Le mardi 22 août 1911, la Joconde est dérobée au Musée du Louvre au nez et à la barbe de tous. Au petit matin, le peintre Louis Béroud se rend au Salon Carré du Louvre en compagnie du graveur Frédéric Laguillermie. Les deux artistes, des habitués des lieux, projettent de croquer, comme à leur habitude, un tableau exposé dans l'enceinte du musée.
Leur choix se porte sur la Joconde de Léonard de Vinci.
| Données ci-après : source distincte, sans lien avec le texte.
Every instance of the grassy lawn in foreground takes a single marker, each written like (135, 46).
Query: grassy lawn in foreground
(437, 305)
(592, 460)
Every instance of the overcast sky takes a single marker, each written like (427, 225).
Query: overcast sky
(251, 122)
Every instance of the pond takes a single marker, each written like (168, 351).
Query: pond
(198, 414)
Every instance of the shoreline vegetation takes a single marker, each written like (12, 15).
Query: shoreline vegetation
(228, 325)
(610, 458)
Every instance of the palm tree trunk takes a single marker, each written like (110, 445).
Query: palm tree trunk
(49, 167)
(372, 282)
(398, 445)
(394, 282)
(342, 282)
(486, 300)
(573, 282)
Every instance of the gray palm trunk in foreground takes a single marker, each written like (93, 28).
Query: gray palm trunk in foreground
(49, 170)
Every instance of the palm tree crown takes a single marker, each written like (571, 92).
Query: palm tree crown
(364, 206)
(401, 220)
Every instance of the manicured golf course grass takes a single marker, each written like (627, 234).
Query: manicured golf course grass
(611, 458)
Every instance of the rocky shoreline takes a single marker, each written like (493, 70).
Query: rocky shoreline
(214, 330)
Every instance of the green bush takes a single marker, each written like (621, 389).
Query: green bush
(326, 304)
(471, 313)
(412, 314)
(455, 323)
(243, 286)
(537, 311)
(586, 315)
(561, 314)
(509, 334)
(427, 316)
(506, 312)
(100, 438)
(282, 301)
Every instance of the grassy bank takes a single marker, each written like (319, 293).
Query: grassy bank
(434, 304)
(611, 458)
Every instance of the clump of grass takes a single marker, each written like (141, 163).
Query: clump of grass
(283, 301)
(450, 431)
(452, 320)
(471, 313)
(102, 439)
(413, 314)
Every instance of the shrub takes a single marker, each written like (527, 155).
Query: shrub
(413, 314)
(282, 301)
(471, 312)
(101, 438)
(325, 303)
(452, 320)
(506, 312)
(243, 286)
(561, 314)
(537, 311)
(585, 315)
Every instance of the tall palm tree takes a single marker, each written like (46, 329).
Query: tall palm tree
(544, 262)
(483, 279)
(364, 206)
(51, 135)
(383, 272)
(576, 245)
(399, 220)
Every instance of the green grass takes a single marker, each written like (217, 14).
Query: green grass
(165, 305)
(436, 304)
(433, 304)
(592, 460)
Mais une fois arrivés devant l'emplacement qui abrite habituellement l'Italienne, les deux amis doivent bien se rendre à l'évidence : Mona Lisa a disparu ! Avertis, les gardiens interrogés supposent, dans un premier temps, que l'œuvre a été déplacée par les conservateurs et se trouve dans l'atelier de reproduction photographique de la Braun & Cie, au sein même du Louvre. Mais le tableau n'y est pas.
Alertée, la Sûreté parisienne arrive sur place en début d'après-midi. Près de 60 inspecteurs sont mandatés, dirigés par le commissaire divisionnaire Octave Hamard, pour enquêter sur cette incroyable disparition. Les empreintes digitales de 257 employés du musée sont relevées afin de les comparer à celle retrouvée par le criminologue et père du premier laboratoire de la police d'identification criminelle, Alphonse Bertillon, sur le cadre et la vitre du tableau découverts dans le petit escalier menant à la cour Visconti. Sans résultat.
Tandis que l'enquête piétine, l'opinion publique s'emballe, incriminant tour à tour la mauvaise gestion du musée du Louvre, l'inattention des gardiens, l'indifférence des pouvoirs publics. Théophile Homolle, le directeur du Louvre, est forcé de démissionner, tandis que le juge d'instruction chargé de l'affaire, Joseph-Marie Drioux, dirige son courroux vers tout un chacun au point de soupçonner et d'emprisonner à la prison de la Santé, du 7 au 11 septembre, Guillaume Apollinaire.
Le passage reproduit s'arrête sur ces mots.